Regardless of a negative sentinel lymph node biopsy (SLNB), 10% to 24% of patients will experience recurrence or metastasis with melanoma-specific survival rates ranging from 82% to 99%. Further, in the KEYNOTE-716 trial, researchers found adjuvant therapies to cause adverse events in 80% of patients with 18% discontinuing treatment.

“These data underpin a need for prognostic tools beyond clinicopathologic features to identify patients with high-risk tumor staging but low-risk tumor biology, or low-risk tumor staging but high-risk tumor biology, so that patients receive risk-aligned treatment,” Brian Martin, PhD, senior scientist at Castle Biosciences, and colleagues wrote in their poster.

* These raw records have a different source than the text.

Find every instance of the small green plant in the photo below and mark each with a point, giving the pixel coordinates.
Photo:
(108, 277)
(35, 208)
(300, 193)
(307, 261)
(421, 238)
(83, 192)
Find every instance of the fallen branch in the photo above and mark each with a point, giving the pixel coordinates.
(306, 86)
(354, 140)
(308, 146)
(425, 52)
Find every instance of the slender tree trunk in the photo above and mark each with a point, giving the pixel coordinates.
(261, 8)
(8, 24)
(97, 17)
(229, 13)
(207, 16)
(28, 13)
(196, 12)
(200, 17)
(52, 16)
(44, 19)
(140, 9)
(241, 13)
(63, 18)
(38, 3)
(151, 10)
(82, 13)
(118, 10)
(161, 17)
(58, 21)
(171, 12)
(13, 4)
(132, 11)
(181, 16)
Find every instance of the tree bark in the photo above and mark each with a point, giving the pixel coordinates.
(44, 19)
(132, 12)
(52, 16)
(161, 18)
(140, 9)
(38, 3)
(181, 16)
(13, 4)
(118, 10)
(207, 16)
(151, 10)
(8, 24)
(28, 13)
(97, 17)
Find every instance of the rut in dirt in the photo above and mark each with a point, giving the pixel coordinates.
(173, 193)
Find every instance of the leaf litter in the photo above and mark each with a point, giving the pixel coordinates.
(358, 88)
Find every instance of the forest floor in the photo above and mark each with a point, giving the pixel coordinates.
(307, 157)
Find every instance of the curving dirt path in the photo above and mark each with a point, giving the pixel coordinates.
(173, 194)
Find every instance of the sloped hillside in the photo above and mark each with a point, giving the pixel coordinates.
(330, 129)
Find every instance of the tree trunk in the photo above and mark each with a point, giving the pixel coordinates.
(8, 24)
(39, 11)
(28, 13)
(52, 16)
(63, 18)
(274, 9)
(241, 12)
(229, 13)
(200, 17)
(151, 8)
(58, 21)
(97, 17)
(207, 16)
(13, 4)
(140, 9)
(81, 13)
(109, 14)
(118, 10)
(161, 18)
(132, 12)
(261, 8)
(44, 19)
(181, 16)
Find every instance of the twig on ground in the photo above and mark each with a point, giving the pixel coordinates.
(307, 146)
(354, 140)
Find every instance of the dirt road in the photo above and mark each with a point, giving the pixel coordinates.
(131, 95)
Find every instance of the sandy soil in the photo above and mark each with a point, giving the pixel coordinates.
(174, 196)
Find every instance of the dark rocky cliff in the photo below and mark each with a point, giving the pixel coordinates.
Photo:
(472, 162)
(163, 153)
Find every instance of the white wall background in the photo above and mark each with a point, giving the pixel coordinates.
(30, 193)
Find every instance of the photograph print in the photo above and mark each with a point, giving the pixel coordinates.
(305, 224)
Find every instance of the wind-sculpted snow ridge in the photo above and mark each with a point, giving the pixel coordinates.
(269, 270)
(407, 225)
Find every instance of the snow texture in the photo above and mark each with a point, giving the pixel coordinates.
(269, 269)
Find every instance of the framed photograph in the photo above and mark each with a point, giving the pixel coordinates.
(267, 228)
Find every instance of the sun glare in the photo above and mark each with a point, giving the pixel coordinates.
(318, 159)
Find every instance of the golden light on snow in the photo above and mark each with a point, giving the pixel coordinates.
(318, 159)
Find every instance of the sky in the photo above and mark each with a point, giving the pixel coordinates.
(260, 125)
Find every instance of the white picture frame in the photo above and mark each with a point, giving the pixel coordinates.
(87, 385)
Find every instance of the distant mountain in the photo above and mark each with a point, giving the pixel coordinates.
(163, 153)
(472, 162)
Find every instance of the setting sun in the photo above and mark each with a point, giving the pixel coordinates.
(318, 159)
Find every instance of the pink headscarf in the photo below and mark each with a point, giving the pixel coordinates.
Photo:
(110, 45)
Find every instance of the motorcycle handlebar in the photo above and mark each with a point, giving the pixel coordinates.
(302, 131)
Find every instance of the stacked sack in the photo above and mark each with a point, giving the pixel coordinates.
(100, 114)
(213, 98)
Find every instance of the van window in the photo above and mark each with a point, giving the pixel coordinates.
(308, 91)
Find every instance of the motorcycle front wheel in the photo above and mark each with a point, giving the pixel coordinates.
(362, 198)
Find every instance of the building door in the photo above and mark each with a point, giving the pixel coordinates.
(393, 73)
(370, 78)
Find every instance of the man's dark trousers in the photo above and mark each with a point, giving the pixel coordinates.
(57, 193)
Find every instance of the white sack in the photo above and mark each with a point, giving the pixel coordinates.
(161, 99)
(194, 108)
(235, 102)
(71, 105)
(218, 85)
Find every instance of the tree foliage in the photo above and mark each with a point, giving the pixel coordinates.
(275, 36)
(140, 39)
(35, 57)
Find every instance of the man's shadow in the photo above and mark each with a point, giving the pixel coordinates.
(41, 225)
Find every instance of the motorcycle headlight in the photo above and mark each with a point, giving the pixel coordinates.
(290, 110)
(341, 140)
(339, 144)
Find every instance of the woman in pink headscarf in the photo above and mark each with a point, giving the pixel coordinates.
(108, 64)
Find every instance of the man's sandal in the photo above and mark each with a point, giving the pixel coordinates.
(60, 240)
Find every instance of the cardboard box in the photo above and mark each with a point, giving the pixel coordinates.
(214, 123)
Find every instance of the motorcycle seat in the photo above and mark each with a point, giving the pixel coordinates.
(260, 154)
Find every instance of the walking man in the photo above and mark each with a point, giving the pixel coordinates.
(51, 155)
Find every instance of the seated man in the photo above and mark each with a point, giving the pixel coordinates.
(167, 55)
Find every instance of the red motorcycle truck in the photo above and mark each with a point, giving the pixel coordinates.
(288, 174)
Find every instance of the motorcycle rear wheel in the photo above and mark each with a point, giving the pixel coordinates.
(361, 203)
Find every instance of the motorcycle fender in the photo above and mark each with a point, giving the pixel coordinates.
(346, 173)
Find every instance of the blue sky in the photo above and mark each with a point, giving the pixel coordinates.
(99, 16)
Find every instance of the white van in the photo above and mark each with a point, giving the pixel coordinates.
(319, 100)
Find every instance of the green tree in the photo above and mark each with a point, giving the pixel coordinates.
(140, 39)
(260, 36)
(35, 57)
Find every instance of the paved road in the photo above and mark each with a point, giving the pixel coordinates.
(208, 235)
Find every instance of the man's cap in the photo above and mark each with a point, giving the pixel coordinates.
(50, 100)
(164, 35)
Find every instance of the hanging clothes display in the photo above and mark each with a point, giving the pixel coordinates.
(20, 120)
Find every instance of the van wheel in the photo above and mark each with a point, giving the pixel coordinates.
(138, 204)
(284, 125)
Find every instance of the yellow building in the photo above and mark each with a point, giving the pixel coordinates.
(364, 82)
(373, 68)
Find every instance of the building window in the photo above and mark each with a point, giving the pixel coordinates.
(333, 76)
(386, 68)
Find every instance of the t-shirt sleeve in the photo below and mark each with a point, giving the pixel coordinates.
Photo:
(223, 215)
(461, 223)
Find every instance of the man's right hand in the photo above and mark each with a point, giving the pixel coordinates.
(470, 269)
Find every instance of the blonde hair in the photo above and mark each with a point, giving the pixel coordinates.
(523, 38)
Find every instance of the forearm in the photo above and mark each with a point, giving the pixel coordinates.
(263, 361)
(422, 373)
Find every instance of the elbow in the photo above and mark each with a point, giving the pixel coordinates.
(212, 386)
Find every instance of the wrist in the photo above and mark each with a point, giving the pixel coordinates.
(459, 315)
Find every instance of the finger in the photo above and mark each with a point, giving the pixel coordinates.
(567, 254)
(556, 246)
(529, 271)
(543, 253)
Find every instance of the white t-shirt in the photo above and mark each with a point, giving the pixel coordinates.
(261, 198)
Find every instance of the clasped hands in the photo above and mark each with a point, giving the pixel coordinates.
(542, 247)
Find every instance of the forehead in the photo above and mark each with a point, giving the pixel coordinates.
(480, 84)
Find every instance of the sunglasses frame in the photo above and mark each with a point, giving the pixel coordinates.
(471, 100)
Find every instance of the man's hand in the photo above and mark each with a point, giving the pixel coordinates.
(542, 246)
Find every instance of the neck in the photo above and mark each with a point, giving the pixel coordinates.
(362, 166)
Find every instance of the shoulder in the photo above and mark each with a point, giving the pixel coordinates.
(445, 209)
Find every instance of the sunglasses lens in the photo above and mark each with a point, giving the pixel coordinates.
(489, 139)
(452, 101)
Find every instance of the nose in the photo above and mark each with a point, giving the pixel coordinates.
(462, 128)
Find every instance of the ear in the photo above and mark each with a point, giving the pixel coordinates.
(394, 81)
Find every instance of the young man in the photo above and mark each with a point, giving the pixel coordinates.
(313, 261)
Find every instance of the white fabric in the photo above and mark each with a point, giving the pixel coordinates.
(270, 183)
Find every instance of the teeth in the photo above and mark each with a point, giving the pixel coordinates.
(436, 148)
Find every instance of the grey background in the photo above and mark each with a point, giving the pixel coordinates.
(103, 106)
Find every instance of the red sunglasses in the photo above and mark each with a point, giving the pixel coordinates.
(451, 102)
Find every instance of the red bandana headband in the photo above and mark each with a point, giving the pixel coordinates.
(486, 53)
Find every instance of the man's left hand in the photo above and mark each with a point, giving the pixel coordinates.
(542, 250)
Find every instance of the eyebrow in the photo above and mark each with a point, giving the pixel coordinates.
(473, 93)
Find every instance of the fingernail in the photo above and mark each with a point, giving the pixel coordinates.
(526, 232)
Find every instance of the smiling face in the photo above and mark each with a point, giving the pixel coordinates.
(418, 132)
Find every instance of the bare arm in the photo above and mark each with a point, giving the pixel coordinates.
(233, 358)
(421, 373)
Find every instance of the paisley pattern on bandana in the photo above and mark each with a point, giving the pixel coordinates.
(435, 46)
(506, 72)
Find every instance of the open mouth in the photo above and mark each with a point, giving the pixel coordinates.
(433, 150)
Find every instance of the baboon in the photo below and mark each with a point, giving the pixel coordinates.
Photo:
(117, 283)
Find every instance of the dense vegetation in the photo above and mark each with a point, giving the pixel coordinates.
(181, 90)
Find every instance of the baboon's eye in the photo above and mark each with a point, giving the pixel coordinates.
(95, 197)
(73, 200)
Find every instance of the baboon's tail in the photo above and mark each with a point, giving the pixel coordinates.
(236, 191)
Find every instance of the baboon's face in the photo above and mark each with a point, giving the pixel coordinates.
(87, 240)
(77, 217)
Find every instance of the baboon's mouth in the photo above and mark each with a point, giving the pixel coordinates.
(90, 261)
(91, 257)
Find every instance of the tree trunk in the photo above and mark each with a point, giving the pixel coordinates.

Studies have shown that the 31-gene expression profile (GEP) test successfully predicts survival among patients with stage I to stage III cutaneous melanoma. In this study, researchers set out to demonstrate the performance of the 31-GEP to identify patients with high-risk tumor biology in an unselected, clinically tested cohort of patients with negative SLNB. SEER cancer registries linking melanoma cases were used to identify 3,271 patients who were tested with the 31-GEP between 2016 and 2018.

Using the 31-GEP, patients were categorized into classes based on their 3-year, predicted melanoma-specific survival, with class 1a being the most likely to survive and class 2b the least likely. Results showed class 1a patients had a 99.7% survival rate, class 1b/2a had a 97.8% survival rate and class 2b had a 91.8% survival rate (P < .001). In the subset of 311 patients with stage IIB to stage IIC disease, 0% of class 1a patients died from melanoma vs. 6.7% of class 2b patients.

According to the study, these results may guide clinicians in the assignment of adjuvant therapy to those that may benefit compared with those who may not, steering them away from potential adverse events. The authors also concluded that the 31-GEP is a significant predictor of melanoma-specific death, even while accounting for substage.

“Using the 31-GEP results to guide increased clinical management and surveillance for patients at high risk of melanoma-specific death may improve patient outcomes,” the authors wrote.